I found why handle_output was not called. This happened because reactor was not running at the time we expect it to work. :) Instead of orb_core->run() which only checks for has_shutdown and returns we had to use orb_core->orb()->perform_work() which throws BAD_INV_ORDER in case orb was already shutdown (maybe in another thread). The same probably applies to other places where orb_core->run() is called in a loop with condition which is not directly related to the orb_core. There 3 more such places in TAO, namely TAO_Reactive_Flushing_Strategy::flush_message(), TAO_Reactive_Flushing_Strategy::flush_transport(), and TAO_Reactive_Connect_Strategy::wait_i().
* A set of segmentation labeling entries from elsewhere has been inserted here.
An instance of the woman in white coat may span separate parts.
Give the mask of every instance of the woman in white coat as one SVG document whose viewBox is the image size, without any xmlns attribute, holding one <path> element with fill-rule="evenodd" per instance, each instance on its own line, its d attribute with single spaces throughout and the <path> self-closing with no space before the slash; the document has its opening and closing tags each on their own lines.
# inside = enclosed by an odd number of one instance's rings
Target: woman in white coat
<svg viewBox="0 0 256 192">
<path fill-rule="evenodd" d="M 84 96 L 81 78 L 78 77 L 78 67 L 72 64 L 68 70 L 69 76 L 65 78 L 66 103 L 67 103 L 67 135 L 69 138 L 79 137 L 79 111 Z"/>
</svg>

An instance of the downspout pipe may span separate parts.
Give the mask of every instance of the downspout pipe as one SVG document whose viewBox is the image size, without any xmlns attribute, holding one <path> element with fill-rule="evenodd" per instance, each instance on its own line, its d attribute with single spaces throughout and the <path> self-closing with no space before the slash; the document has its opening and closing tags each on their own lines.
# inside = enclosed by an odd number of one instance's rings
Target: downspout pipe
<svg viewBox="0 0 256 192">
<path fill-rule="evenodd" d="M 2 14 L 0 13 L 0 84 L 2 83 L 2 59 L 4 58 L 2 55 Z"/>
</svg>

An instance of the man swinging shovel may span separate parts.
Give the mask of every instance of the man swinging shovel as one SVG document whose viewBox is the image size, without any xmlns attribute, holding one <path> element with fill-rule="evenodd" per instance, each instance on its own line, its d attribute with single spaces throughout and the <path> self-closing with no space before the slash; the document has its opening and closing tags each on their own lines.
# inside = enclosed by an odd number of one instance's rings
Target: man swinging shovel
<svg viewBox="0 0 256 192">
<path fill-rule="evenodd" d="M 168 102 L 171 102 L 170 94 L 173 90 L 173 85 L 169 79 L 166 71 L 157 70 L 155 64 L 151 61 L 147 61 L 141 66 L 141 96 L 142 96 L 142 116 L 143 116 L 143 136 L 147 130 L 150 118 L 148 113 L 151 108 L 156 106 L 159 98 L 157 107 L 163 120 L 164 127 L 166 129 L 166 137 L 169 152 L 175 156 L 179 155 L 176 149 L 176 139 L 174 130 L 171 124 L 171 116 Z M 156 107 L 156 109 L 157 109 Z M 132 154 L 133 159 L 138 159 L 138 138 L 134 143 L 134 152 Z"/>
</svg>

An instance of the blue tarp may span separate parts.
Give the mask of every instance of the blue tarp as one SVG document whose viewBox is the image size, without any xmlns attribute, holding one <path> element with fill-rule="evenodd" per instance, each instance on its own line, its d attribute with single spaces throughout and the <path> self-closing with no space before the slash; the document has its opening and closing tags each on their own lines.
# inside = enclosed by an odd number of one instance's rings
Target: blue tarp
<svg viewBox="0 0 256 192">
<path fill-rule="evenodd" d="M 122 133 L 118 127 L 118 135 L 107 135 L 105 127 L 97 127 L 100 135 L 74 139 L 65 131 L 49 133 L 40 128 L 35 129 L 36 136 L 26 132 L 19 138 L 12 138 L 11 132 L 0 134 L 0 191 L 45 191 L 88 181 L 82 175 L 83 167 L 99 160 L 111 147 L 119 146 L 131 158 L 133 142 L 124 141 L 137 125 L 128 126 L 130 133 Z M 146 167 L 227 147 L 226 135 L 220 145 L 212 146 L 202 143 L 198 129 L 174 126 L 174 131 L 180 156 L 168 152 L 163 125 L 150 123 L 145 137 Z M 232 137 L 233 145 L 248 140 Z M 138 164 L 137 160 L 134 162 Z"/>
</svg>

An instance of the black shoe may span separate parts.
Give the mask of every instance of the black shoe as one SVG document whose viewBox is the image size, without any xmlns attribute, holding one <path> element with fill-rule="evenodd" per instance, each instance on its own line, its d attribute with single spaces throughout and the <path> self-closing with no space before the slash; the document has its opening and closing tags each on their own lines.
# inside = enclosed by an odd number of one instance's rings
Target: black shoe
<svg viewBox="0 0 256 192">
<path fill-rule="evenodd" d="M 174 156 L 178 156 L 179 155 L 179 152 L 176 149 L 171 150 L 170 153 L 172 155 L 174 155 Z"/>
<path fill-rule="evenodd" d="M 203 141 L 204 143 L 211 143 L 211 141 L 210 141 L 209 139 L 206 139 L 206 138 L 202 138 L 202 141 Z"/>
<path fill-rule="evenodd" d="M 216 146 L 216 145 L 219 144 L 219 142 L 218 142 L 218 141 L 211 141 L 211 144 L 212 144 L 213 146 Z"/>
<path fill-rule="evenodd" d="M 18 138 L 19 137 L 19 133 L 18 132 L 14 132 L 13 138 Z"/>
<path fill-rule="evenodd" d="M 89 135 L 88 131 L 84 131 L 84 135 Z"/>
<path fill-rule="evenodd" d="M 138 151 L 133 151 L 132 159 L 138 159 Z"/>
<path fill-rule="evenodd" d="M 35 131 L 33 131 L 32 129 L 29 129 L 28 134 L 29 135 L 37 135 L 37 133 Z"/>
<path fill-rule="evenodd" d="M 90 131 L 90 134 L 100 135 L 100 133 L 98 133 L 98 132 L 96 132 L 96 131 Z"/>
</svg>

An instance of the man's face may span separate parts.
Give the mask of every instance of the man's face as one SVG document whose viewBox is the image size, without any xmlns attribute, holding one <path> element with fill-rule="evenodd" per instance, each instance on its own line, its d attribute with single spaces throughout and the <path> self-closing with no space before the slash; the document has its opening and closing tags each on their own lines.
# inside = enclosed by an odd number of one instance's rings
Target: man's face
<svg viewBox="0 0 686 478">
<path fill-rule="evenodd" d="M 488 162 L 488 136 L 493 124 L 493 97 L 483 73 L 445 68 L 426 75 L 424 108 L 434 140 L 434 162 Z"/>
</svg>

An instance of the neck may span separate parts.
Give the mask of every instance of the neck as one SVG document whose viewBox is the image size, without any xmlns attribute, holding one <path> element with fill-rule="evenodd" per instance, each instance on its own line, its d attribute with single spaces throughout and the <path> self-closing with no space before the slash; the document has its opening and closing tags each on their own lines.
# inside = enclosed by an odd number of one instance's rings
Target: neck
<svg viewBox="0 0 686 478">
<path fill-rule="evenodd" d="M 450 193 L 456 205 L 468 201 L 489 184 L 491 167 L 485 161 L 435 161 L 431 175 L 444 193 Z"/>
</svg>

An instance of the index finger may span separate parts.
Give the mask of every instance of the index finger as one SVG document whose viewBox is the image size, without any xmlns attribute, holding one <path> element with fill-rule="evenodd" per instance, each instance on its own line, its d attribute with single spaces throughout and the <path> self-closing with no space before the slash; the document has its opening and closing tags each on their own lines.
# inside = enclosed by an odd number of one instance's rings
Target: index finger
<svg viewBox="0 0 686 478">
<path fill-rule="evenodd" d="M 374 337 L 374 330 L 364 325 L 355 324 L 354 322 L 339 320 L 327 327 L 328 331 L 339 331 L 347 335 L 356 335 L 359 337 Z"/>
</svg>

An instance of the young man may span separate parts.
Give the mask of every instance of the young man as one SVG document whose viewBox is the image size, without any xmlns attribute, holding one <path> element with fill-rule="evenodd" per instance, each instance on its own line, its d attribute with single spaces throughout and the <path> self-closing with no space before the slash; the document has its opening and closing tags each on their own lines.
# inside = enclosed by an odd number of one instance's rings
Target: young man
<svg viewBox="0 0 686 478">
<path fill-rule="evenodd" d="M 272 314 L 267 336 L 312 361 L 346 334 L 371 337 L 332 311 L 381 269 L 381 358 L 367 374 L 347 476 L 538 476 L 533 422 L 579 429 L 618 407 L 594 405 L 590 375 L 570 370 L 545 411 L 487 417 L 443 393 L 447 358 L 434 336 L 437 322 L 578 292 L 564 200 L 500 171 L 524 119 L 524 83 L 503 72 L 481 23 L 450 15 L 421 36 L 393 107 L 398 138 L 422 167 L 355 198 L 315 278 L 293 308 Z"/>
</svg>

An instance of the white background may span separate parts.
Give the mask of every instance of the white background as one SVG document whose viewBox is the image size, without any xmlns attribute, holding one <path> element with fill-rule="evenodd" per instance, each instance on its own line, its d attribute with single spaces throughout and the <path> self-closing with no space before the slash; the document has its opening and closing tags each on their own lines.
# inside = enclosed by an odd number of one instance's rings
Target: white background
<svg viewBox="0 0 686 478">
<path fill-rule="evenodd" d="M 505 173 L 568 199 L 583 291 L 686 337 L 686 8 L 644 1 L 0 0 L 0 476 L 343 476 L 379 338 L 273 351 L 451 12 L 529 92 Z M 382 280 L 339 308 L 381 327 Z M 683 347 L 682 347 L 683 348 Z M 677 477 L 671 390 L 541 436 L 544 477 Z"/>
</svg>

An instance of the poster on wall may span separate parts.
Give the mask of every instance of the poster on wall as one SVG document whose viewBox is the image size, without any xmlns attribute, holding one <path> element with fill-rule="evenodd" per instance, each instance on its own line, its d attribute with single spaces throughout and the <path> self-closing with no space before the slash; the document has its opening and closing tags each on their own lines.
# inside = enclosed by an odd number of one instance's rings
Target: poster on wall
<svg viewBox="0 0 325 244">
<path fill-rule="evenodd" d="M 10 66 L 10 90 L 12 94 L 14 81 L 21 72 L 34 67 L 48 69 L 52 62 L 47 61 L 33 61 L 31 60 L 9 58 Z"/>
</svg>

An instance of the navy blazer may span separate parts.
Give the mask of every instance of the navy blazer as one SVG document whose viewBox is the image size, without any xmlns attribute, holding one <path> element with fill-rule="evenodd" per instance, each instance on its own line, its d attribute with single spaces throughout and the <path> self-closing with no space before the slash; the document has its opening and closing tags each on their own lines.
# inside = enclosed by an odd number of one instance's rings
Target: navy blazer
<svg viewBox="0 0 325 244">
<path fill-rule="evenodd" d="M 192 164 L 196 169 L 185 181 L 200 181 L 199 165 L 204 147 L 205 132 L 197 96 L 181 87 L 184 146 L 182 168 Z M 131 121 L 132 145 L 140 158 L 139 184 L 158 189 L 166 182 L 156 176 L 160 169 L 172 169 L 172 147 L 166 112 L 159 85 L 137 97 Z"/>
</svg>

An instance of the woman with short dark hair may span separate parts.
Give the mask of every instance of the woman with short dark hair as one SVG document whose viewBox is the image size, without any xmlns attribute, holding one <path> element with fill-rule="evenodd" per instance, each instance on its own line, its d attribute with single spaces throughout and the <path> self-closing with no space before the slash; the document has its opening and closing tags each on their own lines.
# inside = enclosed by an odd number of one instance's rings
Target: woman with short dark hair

An updated patch is coming.
In revision 88011. Wed Dec 9 09:40:10 UTC 2009 Vladimir Zykov <vladimir.zykov@prismtech.com> * tests/Bug_1361_Regression/Echo_Caller.cpp: * tests/Bug_1361_Regression/Echo_Caller.h: * tests/Bug_1361_Regression/server.cpp: * tests/Bug_1361_Regression/Server_Thread_Pool.cpp: * tests/Bug_1361_Regression/Server_Thread_Pool.h: * tests/Bug_1361_Regression/run_test.pl: Changed the test so that it doesn't shutdown the orb until all threads are done with the remote calls. Substantially extended the time for server shutdown since threads in server's pool don't handle shutdown message until they send all (50) remote messages. * tao/ORB_Core.cpp: * tao/Messaging/Messaging_Policy_i.cpp: * tao/ORB_Core.h: This fixes Bug#3682. SYNC_WITH_TRANSPORT is now really default synch scope policy in TAO. * tao/Leader_Follower_Flushing_Strategy.cpp: Changed the code to poll the reactor instead of running it indefinitely. This fixes bug#3697.
There are still problems with bug 1361 related to this fix. I'm trying to investigate them.
Now 1361 works on Solaris. So, I think this is fixed.